Des accusations sans preuves aux objectifs évidents

La décision du gouvernement algérien de ne pas s´impliquer aux côtés de l´une ou de l´autre des deux parties au conflit libyen et de plaider en faveur d´une solution pacifique par la voie du dialogue lui a valu, décidément, bien de l´hostilité dans le camp des partisans de la guerre à outrance et de l´instabilité de ce pays frère et voisin.

L’opposition libyenne relayée généreusement par des médias levantins et occidentaux aux ordres et jusqu´au gouvernement marocain par le biais de son lobby juif aux Etats-Unis a tout tenté pour faire accréditer d´abord la thèse du «transport» puis du

«financement» des mercenaires africains pour épauler les partisans du colonel Kadhafi. Ni les communiqués et déclarations répétées du gouvernement algérien démentant de telles accusations infondées et tendancieuses, ni même l´absence de la moindre preuve sur ces allégations n´ont réussi à calmer cette campagne de dénigrement contre l´Algérie qui a su conserver son self-control face à de telles provocations.

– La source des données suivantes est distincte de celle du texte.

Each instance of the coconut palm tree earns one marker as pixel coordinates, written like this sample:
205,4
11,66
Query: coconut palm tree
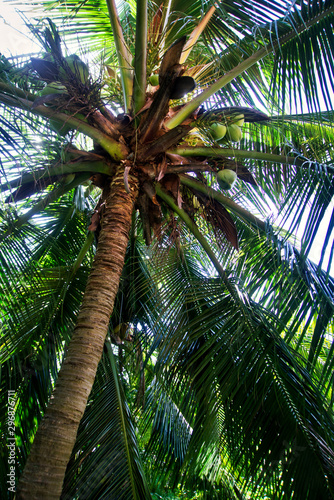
202,337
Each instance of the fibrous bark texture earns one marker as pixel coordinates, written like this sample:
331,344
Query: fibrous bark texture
44,472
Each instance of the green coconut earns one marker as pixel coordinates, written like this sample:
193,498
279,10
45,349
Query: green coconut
239,120
226,178
218,131
234,132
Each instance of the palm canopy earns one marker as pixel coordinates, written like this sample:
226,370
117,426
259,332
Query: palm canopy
222,327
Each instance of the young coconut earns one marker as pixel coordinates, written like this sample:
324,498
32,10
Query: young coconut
240,120
226,178
218,131
53,88
78,67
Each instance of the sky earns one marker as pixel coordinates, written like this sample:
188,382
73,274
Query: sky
15,38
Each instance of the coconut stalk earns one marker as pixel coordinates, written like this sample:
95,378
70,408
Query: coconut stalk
139,79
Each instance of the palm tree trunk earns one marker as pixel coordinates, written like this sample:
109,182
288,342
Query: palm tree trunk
44,472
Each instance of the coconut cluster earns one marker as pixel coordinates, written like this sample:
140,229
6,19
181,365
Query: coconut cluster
232,131
56,89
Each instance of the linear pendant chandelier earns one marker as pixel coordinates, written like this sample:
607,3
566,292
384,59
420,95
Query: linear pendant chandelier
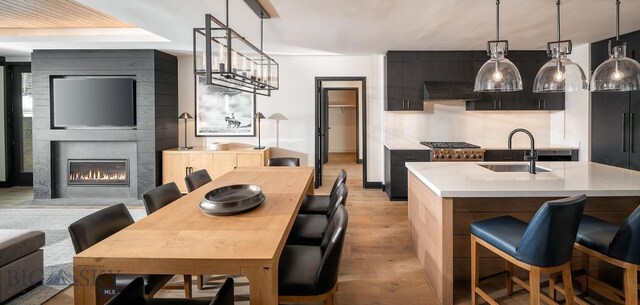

Il aura donc fallu le démenti ferme du commandant en chef américain d’Africom sur le bien- fondé de ces accusations pour que cette conspiration anti-algérienne observe enfin un recul, tactique toutefois. A voir pourtant les choses de plus près, la conspiration vient plutôt du camp opposé, celui des partisans de l´instabilité au Maghreb et au Sahel.

Le vrai trafic d´armes
Premier indice vérifié sur le terrain par les experts de la CIA qui encadrent les insurgés à Benghazi, parmi lesquels des «anciens» d´Irak et d´Afghanistan, le trafic de guerre vers le nord du Mali. Un lot de Sam 7 de fabrication russe a été acheminé sous les yeux (fermés) des espions français qui pullulent dans la région, les seuls à n´avoir pas vu ce convoi de matériel militaire ultra sophistiqué dont rêvent les armées africaines.

C´est ce moment que le ministre français des Affaires étrangères, Alain Juppé, a choisi, en avril dernier, pour, selon son expression, «s´informer» auprès de son homologue algérien, Mourad Medelci, de ce qu´«on dit dans des cercles de presse à Paris sur le trafic d´armes pour le compte des partisans de Kadhafi à travers les frontières du sud-est algérien.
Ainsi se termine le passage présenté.